The learned Sr.PP opposed this appeal vehemently. He submitted that evidence of the eye witnesses, that is, PW-2, PW-3, PW-4 and PW-5 has fully supported the prosecution case as to the occurrence, as such, inspite of the fact that the Doctor and the Investigation Officer could not be examined, the appellant has been rightly tried and sentenced by the court below and no prejudice has been caused to the defense due to non-examination of these witnesses. Mr. K.Khan heavily relied upon the decision of the Apex Court in Dayal Singh (supra) to contend that non-examination of the Doctor in the present case is not fatal to the prosecution case. This decision however is not applicable since in the present case, the prosecution failed to examine not only the Doctor but the Investigating officer as well and non-examination of the Investigating Officer has caused great prejudice to the defense as a contradiction in the evidence of the eye-witnesses could not be brought on record. So far as the statement of the accused under Section 313 CrPC is concerned, he conceded that the same is not recorded in terms of the provision of Section 313 CrPC as interpreted by the Apex Court. However, he submitted that for that purpose, the appeal can be remanded back to the trial court.

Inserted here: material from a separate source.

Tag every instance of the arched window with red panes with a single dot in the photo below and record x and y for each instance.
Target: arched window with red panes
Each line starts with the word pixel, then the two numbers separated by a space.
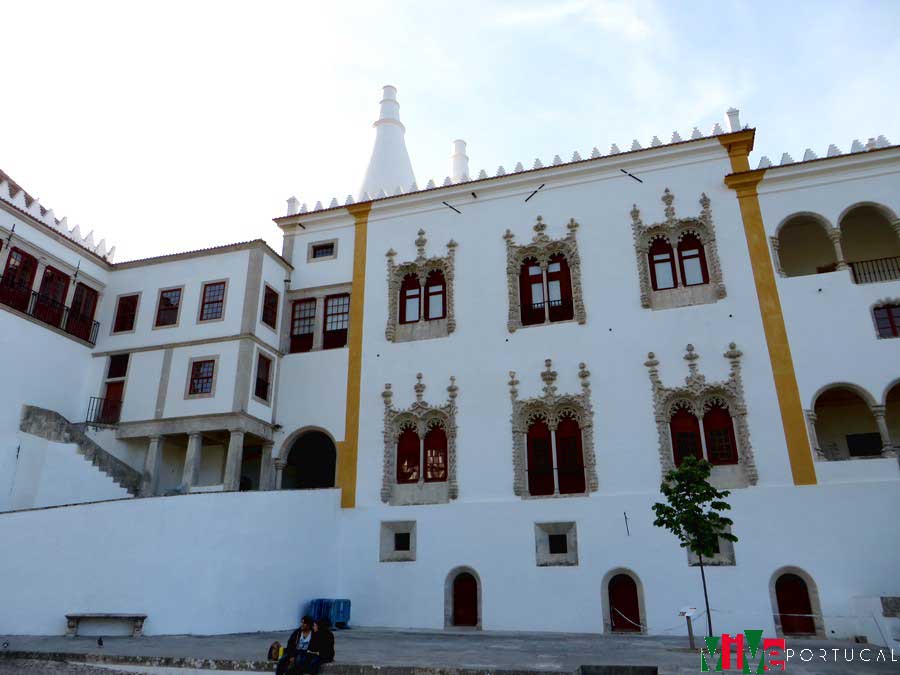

Courts observation & Judgment
In the present case, the High Court of Meghalaya examined the appellant/ accused under Section 313 CrPC and stated the following "the examination was not only perfunctory but prosecution also failed to examine the Investigating Officer and the Doctor. On that count also, great prejudice is caused to the appellant/accused. Coupled with this fact, we also must consider the inordinate delay in trial of the appellant/accused. Though the charge-sheet was submitted in the year 1985, appellant/accused was convicted by impugned judgment and order dated 22-02-2018. Thus, the trial remained pending for 33 years."
Further, while rendering its judgment, it stated, "In above circumstances, we are of the view that the appellant/accused could not have been convicted and sentenced by the trial court. Rather, the appellant/accused is entitled to be given the benefit of the doubt. As such, the impugned judgment of conviction and sentence passed by the court below cannot be sustained in the eyes of law and the same is quashed and set aside. The appeal is accordingly allowed. The appellant/accused is directed to be released forthwith if not required in any other case."